List<int>() numbers = new List<int>();
int num;
while(int.TryParse(Console.ReadLine(), out num))
{
    numbers.Add(num);
}

and let's say the number of elements added is N . I'm wondering whether the total complexity would be described as O(N) or O(N^2) , when taking into consideration the fact that insertion is "usually" O(1) but will be O(n) "once in a while" when internally the list needs to be copied into a larger array.

Answer 1

.net uses a variant of the algorithm that allocates an array twice as large when the list is full, copies the existing elements to it and frees the old one, which is basically extending the initial array.

In fact, all languages that provide a List equivalent probably do this, since there is no reason not to.

and let's say the number of elements added is N. I'm wondering whether the total complexity would be described as O(N) or O(N^2), when taking into consideration the fact that insertion is "usually" O(1) but will be O(n) "once in a while" when internally the list needs to be copied into a larger array.

This is amortized O(n) for inserting n elements and amortized O(1) for inserting one element.

Amortized basically means that the total number of operations to insert n elements averages out to O(n) , even if one insert might do more operations than another, due to having to extend the array.

To see this, consider the classical algorithm I described in the first paragraph. Let's say our capacity is initially 1. We will count how many operations are performed when the array is extended. When inserting the first element, we have:

0

operations, because the array is not extended.

Inserting the second element has to copy the existing elements to the new array and only then perform the insertion. For clarity, we will ignore the constants introduced by memory operations. So this is:

1

operations (copy 1 element, new capacity is 2).

When inserting the third element, we have:

2 

operations (copy 2 elements, new capacity is 4)

When inserting the fourth element, we have 0 operations, because we still have room left.

When inserting the fifth, we have:

4

operations (copy 4 elements, new capacity is 8).

In general, when inserting the 2^k+1 th element, we will have:

2^k 

operations.

How large can k be? log base 2 of n ( log n ), because then we will have enough room for our n elements.

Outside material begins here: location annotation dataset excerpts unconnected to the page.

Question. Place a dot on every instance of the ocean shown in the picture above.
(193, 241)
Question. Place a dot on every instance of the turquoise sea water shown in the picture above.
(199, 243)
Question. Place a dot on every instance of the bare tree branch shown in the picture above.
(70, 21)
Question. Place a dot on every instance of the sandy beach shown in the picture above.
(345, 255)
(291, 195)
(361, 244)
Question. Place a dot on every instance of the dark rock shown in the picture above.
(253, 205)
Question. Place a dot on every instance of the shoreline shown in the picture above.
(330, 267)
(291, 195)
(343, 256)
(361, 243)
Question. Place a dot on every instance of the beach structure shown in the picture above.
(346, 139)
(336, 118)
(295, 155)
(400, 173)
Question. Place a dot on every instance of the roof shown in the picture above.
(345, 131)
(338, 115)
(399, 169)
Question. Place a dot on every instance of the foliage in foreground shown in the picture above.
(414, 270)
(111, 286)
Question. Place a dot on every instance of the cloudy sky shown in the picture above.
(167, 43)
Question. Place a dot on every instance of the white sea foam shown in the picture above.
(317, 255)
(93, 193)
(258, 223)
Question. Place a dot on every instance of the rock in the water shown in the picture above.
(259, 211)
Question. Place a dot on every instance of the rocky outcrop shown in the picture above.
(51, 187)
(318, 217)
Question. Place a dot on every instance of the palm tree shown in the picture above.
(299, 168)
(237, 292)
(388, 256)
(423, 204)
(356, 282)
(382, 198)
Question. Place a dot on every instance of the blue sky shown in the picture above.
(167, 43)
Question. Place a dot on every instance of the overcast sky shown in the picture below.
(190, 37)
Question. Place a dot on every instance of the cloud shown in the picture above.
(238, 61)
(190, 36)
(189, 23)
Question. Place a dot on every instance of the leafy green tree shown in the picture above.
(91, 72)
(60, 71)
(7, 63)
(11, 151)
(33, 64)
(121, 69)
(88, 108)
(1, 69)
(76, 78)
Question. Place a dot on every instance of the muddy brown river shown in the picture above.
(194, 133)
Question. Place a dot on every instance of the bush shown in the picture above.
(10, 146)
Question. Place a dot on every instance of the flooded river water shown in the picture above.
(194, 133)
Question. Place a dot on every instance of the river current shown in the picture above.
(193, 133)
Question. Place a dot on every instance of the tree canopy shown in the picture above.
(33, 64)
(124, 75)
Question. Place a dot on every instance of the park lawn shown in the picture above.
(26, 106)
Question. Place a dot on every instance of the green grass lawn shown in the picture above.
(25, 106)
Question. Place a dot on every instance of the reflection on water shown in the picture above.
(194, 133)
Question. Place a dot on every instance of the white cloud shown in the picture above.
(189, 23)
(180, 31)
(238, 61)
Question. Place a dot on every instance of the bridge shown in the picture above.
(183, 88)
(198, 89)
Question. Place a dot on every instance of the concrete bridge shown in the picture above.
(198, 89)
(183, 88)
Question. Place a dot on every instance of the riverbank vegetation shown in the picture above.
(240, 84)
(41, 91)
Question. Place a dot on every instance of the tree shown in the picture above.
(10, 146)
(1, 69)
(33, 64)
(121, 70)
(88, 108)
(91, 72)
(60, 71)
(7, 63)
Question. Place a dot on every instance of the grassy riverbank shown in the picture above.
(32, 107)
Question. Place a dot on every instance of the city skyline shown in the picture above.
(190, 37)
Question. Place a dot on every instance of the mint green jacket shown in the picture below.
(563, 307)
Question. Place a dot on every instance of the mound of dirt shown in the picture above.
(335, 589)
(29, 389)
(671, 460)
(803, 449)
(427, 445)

So the complexity of all resize operations is given by the sum:

S = 1 + 2 + 4 + ... + 2^k, k = log n
S = (1 - 2^k) / (1 - 2) // sum of a geometric progression with ratio 2
  = 2^k - 1
  = 2^(log n) - 1
  = n - 1
  = O(n)

So the total complexity is O(n) plus another O(n) since we didn't count the actual inserts. But this is still O(n) in total.

Answer 2

That depends entirely how this instance of List running on this instance of the Framework will grow. Something I can not predict, as the answer might change depending on OS resource, Framework version and how full the list is already. It is a implementation detail.

Obviously giving a capacity will improove performace. If you are not quite certain about the exact number, setting a excess capacity and then using TrimExcess() after all has been added might work. Capacity is only there to avoid the overhead of having to grow the list.